It was a Goldman Sachs Bar-b-Que today on Capitol Hill as the first of many Goldman Sachs grillings took place in the Senate subcommittee responsible for investigating the company's role in the 07-08 Wall Street meltdown.
Goldman has a long road ahead. With a looming SEC lawsuit, a bonus scandal that outraged the country just a few months ago, now is NOT the time to start lying. Goldman wasted no time in hiring a high-powered flack Mark Fabiani, and his partner Chris Lehane, who were known as the "Masters of Disaster" in the Bill Clinton campaign years. Chris Lehane stayed on for years in the White House and then I ran into him on the Gore campaign, where he was staffing Hillary Clinton.
But hiring Democratic campaign experts is exactly the wrong tactic. You see, starting a PR offensive when you are already under the microscope has the opposite affect in most situations. When companies start contradicting previous statements and denying emails that say, "That was a shitty deal" aren't bad for consumers, then it's hard to defend. It falls on deaf years. People sense that something dirty has gone down.
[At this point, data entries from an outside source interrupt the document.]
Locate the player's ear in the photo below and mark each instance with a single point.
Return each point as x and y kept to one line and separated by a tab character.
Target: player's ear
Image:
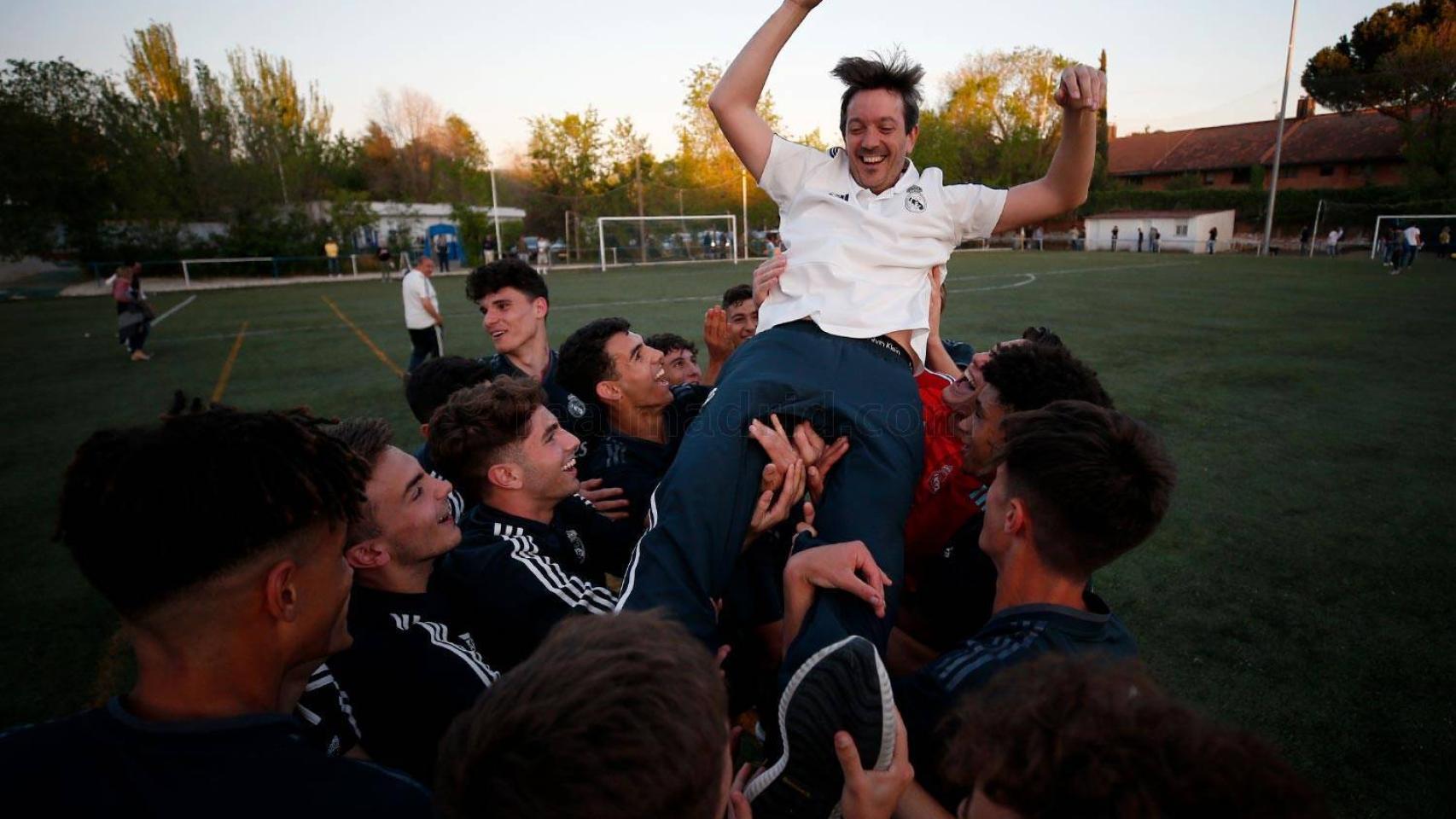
504	476
367	555
282	591
609	390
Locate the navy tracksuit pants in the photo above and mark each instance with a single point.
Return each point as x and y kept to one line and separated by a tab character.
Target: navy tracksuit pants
699	513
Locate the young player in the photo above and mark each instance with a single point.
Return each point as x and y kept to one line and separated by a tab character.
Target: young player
515	305
235	584
839	340
645	416
411	668
532	553
678	358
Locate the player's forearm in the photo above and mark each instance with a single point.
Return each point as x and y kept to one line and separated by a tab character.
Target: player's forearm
743	82
1070	172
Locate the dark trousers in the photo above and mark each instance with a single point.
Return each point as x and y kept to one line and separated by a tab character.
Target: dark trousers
699	514
426	344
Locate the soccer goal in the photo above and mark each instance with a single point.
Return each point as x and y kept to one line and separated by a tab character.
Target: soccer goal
1431	226
644	241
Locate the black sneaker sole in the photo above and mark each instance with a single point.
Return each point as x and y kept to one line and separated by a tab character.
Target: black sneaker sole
842	687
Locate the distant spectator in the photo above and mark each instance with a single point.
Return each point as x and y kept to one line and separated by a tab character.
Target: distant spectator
386	262
133	311
422	316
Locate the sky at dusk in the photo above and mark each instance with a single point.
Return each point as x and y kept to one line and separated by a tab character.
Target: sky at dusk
1173	63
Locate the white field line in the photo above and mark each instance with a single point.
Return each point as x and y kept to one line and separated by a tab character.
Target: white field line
163	317
1027	280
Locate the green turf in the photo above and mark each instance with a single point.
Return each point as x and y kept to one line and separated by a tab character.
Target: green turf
1297	587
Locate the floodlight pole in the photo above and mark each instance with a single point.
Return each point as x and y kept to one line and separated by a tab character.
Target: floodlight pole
495	212
1278	136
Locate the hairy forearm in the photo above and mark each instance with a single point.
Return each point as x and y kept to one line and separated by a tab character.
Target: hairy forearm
744	78
1070	171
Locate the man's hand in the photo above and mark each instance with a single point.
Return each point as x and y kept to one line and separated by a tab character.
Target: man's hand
606	499
872	794
766	276
717	336
1082	88
771	509
845	566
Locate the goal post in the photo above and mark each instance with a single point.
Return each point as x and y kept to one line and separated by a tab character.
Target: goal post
668	241
1427	236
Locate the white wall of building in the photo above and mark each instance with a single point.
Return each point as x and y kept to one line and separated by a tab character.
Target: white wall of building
1181	233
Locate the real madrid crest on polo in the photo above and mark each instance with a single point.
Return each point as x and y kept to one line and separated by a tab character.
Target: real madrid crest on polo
915	200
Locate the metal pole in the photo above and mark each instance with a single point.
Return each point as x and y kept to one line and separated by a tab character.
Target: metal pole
495	212
1278	136
1313	235
743	179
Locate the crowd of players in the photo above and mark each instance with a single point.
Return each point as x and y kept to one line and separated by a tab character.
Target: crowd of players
843	567
445	607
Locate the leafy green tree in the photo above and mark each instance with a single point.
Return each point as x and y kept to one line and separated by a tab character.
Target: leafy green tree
1401	61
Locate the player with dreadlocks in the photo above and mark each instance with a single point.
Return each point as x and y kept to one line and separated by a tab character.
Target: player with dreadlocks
218	540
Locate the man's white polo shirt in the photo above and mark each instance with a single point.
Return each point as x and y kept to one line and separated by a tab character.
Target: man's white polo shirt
859	262
416	287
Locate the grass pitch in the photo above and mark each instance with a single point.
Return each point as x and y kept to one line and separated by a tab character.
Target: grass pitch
1297	587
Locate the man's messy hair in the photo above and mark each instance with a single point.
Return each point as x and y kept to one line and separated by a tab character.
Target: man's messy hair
894	73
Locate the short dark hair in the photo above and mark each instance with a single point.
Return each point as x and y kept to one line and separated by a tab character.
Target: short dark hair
1086	736
631	705
476	424
150	513
1041	336
670	342
736	294
503	274
1095	480
583	361
896	73
431	385
1033	375
367	439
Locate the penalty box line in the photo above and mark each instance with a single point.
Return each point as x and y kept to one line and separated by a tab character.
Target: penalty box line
364	338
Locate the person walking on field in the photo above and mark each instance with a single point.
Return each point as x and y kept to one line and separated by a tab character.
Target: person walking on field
133	311
331	249
427	328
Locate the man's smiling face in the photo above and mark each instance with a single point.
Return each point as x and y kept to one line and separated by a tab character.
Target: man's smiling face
877	140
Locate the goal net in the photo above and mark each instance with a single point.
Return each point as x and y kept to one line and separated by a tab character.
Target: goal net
645	241
1435	231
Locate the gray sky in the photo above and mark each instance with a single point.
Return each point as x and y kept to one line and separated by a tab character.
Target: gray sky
1173	63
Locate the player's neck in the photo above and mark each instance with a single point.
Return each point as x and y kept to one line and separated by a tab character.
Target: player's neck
1024	579
532	357
396	578
519	503
649	424
204	684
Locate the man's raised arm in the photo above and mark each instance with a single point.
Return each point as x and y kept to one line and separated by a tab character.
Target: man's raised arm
1064	187
736	98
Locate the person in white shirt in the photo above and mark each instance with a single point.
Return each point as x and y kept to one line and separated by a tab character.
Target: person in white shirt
1410	247
839	342
427	328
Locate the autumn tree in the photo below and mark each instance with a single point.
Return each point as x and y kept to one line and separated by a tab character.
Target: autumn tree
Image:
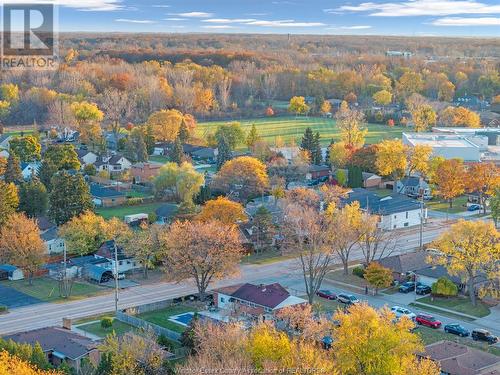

This is known in the business as "spin." It's dangerous and disingenuous to try to defend such plain words in an email, with the company's CEO chiming in. Under oath today, he may well have perjured himself.
Good public relations practice starts with building up a store of goodwill for your company or organization. It's not a sexy job, but one that takes years of due diligence, putting your best foot forward, and doing the right thing when no one was looking. Clearly, Goldman Sachs did not make the grade.
Here's my free PR advice to Goldman Sachs. Tell the truth. Apologize. Pay your fines. Clean out your management team. Reform your firm's practices. Get rid of the insane bonus structure that fuels your drunken greed. Give a year's worth of profits to charity.
You're welcome, Goldman Sachs. Now get outta my face.